Er ging weer van alles niet door. Ik zou op zondag bekroonde IDFA-documentaires zien in het Nieuwe DeLaMar, dinsdag een kostuumdrama over vruchtbaarheid in Theater Kikker van theatergezelschap La Isla Bonita, donderdag een nieuw stuk van Kasper Tarenskeen in Frascati, en vrijdag was ik zelf een act op een literaire avond in De Brakke Grond, ja mijn leven mensen, gefeliciteerd ermee.

Er zijn altijd twee gelijktijdige gedachtes als iets wordt afgelast buiten eigen toedoen om: opluchting en teleurstelling. Die opluchting stamt uit het oertijdperk. Je kijkt naar het bord in de aula en ziet dat het eerste uur aardrijkskunde niet doorgaat, Bik is ziek. Een heel uur vrij, wat kun je daarin niet doen.

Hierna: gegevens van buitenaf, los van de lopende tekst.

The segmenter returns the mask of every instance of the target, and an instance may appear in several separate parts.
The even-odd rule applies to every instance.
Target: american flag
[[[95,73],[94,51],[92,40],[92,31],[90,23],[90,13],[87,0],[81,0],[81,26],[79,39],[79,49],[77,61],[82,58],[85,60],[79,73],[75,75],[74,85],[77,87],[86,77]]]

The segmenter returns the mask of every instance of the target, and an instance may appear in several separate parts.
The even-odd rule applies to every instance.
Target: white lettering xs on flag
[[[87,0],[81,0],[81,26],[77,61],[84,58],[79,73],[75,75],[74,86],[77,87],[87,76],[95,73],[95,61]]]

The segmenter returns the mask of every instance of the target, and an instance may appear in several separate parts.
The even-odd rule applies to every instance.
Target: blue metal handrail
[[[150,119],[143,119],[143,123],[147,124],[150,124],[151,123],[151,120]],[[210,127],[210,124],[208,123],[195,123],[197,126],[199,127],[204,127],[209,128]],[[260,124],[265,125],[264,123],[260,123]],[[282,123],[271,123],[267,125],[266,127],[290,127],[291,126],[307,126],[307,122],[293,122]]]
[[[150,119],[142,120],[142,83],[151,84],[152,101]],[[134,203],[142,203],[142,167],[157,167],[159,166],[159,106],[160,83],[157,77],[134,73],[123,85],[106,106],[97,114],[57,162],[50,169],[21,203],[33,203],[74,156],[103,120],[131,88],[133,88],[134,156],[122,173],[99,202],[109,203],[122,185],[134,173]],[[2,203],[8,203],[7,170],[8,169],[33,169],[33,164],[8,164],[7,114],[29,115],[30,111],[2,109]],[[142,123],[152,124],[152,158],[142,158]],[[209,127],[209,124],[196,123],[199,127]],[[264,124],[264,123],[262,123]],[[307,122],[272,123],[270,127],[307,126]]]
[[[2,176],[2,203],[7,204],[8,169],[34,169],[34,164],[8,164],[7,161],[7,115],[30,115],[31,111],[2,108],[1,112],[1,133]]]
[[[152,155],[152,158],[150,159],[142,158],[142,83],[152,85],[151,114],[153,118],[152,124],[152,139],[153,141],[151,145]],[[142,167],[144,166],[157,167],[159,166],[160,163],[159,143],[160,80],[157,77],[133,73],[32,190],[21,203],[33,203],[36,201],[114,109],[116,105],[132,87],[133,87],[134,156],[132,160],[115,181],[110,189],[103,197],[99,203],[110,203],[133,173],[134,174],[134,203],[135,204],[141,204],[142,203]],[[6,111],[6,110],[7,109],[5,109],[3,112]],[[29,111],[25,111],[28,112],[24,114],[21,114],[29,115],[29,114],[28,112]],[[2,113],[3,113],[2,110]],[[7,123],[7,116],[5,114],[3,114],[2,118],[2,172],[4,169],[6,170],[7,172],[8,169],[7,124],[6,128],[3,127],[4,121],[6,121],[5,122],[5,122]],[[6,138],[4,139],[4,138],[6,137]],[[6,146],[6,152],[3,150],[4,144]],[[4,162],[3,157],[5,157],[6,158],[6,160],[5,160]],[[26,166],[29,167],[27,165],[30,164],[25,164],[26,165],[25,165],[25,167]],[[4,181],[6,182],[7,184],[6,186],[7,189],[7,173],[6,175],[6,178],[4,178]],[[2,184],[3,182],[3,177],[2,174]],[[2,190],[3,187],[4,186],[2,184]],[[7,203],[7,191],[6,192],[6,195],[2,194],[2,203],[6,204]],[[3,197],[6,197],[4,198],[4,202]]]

En dan het idee: voor niks opgestaan.

Voor niks gewerkt.

Voor niks geleefd.

De literaire avond zou als thema hebben ‘Dat wat blijft’, daar is verder niks ironisch aan. Aanleiding was het 55-jarig jubileum van de Privé-domein-reeks, die instant klassieke uitgaves van memoires, brieven, dagboeken en andere egodocumenten van bekende schrijvers. Ik heb lang gedacht dat ik ze allemaal moest hebben, wat iets anders is dan ze allemaal lezen. Het allereerste deel in de reeks was van Mary McCarthy, Herinneringen aan mijn roomse jeugd. Het was eind jaren zeventig, ik woog alle te lezen woorden op een goudschaal en zeker die van haar. Dat ik haar nooit helemaal begreep was deel van de aantrekkingskracht.

Dat alles hierboven in de verleden tijd staat, stemt me dof.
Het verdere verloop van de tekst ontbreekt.